Anti-trafficking campaigners abducted and raped in India

CHENNAI: Five Indian anti trafficking campaigners were gang-raped at gunpoint during an awareness programme they were organising in a village, police said on Friday.

Unidentified men picked up nine activists during a street play performance in Kochang village in Jharkhand state and drove them into a dense forest, where the men were beaten up and the women raped, police officer Ashwini Kumar Sinha said.

"It is a very rare case, where people working on anti-trafficking have been targeted," Sinha told the Thomson Reuters Foundation in a phone interview from Khunti district of Jharkhand.

"We are not ruling out the possibility of the involvement of trafficking gangs and are investigating all aspects."

The street play had been organised by charity Asha Kiran, which runs a shelter home for the rehabilitation of rescued girls in Khunti district of Jharkhand, which has been identified as a trafficking hotspot.

There are around 200 rescued girls in Asha Kiran's shelter. Most of were trafficked into domestic servitude to cities where a growing middle class is looking for cheap live-in labour.

Jharkhand is among the top five states in India that reports increasing cases of human trafficking, with traffickers targetting poor villages, convincing vulnerable families to send their daughters away for employment, campaigners said.

Indian activists fighting to curb the trafficking of women and children condemned the shocking attack on "frontline workers".

"We are still processing what has happened," said Rajiv Ranjan Sinha of the Jharkhand Anti-Trafficking Network - a coalition of 14 grassroots organisations working in the central Indian state.

"This is the first time field workers have been targetted and it is both surprising and shocking. It is now going to become more difficult to work on this issue."

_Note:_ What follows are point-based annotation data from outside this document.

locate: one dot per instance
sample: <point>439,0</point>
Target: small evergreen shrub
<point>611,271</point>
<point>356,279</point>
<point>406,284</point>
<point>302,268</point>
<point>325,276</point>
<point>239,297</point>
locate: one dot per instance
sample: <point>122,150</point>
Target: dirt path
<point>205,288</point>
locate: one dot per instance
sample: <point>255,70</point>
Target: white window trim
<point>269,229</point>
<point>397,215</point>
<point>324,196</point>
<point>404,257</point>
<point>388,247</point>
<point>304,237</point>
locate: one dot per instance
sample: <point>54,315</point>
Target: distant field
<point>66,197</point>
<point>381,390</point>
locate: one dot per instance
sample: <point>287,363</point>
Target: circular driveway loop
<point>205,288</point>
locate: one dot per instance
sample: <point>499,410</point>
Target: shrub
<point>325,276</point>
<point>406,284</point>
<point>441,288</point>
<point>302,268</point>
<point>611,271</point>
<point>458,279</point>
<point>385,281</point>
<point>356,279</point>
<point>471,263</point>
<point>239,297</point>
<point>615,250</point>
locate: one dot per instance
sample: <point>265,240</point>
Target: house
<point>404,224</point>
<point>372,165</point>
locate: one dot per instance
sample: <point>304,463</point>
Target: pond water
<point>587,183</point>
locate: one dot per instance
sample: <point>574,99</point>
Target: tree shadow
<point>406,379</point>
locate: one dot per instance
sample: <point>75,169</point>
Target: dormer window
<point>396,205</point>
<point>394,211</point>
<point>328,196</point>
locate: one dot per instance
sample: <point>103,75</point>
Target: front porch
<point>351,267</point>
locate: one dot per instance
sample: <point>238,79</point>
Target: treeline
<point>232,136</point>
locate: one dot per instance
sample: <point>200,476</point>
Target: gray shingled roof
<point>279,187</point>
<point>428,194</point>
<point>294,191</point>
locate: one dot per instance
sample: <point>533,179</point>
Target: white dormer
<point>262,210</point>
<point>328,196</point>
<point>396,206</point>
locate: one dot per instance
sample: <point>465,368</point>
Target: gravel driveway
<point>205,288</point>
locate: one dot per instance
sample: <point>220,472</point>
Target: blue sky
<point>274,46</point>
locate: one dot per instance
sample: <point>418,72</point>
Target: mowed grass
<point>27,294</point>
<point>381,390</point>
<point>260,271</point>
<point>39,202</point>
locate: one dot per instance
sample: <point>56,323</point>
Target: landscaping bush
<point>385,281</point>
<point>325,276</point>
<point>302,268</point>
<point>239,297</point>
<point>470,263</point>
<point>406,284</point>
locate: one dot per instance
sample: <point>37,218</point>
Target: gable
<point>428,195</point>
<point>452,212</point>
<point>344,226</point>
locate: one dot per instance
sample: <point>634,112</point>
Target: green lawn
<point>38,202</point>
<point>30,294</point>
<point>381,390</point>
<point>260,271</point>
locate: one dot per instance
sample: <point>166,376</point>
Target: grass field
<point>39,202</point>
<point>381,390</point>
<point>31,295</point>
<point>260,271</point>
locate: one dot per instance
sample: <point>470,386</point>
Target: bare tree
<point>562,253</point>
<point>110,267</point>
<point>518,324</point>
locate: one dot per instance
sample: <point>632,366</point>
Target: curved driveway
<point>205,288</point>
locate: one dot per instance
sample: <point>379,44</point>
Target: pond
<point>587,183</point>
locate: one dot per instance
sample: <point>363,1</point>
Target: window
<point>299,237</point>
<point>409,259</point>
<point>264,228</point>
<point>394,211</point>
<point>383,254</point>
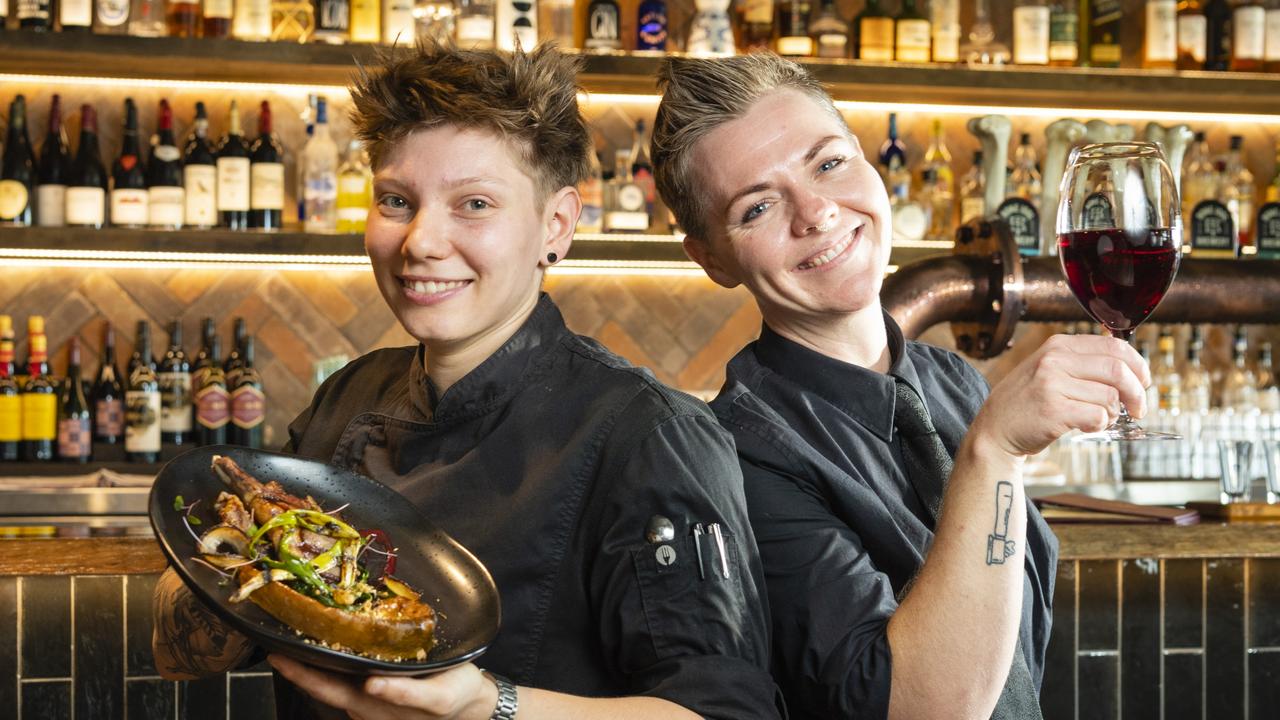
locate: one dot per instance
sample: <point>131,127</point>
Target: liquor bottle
<point>945,26</point>
<point>1031,32</point>
<point>1248,36</point>
<point>17,169</point>
<point>1064,33</point>
<point>1217,39</point>
<point>233,176</point>
<point>200,176</point>
<point>218,18</point>
<point>86,191</point>
<point>174,379</point>
<point>266,176</point>
<point>592,190</point>
<point>973,191</point>
<point>213,401</point>
<point>39,397</point>
<point>112,17</point>
<point>74,433</point>
<point>54,171</point>
<point>652,26</point>
<point>355,190</point>
<point>754,24</point>
<point>476,24</point>
<point>10,396</point>
<point>1160,36</point>
<point>252,21</point>
<point>128,177</point>
<point>333,21</point>
<point>1192,35</point>
<point>108,396</point>
<point>792,37</point>
<point>167,200</point>
<point>1105,32</point>
<point>76,16</point>
<point>142,406</point>
<point>830,32</point>
<point>183,18</point>
<point>912,35</point>
<point>320,176</point>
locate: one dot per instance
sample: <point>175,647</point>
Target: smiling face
<point>796,213</point>
<point>457,237</point>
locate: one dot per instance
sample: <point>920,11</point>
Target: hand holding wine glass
<point>1119,240</point>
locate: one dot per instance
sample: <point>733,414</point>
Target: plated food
<point>311,569</point>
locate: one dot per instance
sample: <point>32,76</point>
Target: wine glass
<point>1119,237</point>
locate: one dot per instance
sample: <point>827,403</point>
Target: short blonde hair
<point>526,98</point>
<point>698,96</point>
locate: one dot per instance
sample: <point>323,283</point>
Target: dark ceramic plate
<point>456,584</point>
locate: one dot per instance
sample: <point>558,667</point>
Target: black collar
<point>862,393</point>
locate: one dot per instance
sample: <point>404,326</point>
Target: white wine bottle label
<point>266,185</point>
<point>129,208</point>
<point>86,206</point>
<point>201,186</point>
<point>165,206</point>
<point>141,422</point>
<point>233,178</point>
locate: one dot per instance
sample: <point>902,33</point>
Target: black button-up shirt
<point>548,461</point>
<point>841,527</point>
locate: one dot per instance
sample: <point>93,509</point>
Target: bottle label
<point>1248,32</point>
<point>113,13</point>
<point>13,199</point>
<point>201,186</point>
<point>165,206</point>
<point>142,422</point>
<point>248,408</point>
<point>213,406</point>
<point>129,206</point>
<point>1192,37</point>
<point>233,178</point>
<point>1161,31</point>
<point>86,206</point>
<point>74,438</point>
<point>174,402</point>
<point>266,183</point>
<point>1031,35</point>
<point>10,418</point>
<point>39,415</point>
<point>50,205</point>
<point>109,417</point>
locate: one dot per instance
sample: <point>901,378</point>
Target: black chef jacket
<point>840,525</point>
<point>548,461</point>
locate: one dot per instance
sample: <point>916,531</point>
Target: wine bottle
<point>233,176</point>
<point>200,176</point>
<point>10,396</point>
<point>86,191</point>
<point>74,437</point>
<point>174,378</point>
<point>54,172</point>
<point>39,397</point>
<point>142,406</point>
<point>266,176</point>
<point>108,396</point>
<point>213,401</point>
<point>248,402</point>
<point>165,195</point>
<point>17,169</point>
<point>128,177</point>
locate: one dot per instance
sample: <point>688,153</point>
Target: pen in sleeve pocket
<point>720,546</point>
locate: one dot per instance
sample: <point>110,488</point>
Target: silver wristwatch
<point>508,700</point>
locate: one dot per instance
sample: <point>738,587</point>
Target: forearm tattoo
<point>999,547</point>
<point>190,639</point>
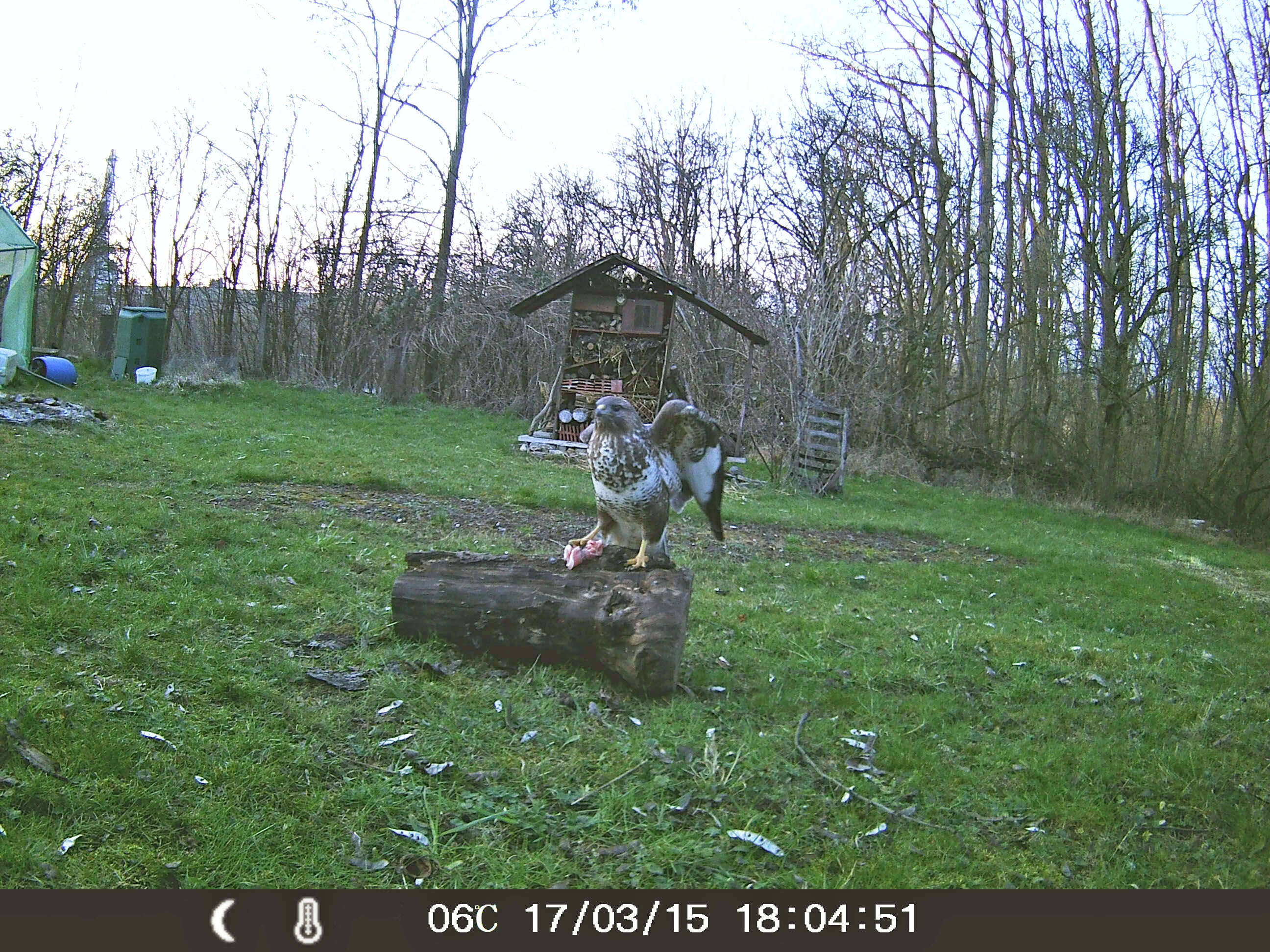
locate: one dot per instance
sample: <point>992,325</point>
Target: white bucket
<point>8,366</point>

India has seen an increase in reports of human trafficking in recent years. Almost 20,000 women and children were victims of trafficking in 2016, a rise of 25 percent from the previous year, according to government data.

Activists say the figures are under-reported, especially due to a lack of awareness in rural areas, emphasising the importance of programmes run by various charities to combat trafficking.

"The incident underlines the dangers on the ground and the fact that human trafficking is an organised and ruthless crime," said Rishi Kant of Shakti Vahini, an anti-trafficking charity that also works in Jharkhand.

"Every day young girls are being rescued from domestic servitude in Indian cities. Many of them are from remote villages, which is why these awareness programmes are so important and the incident is shocking."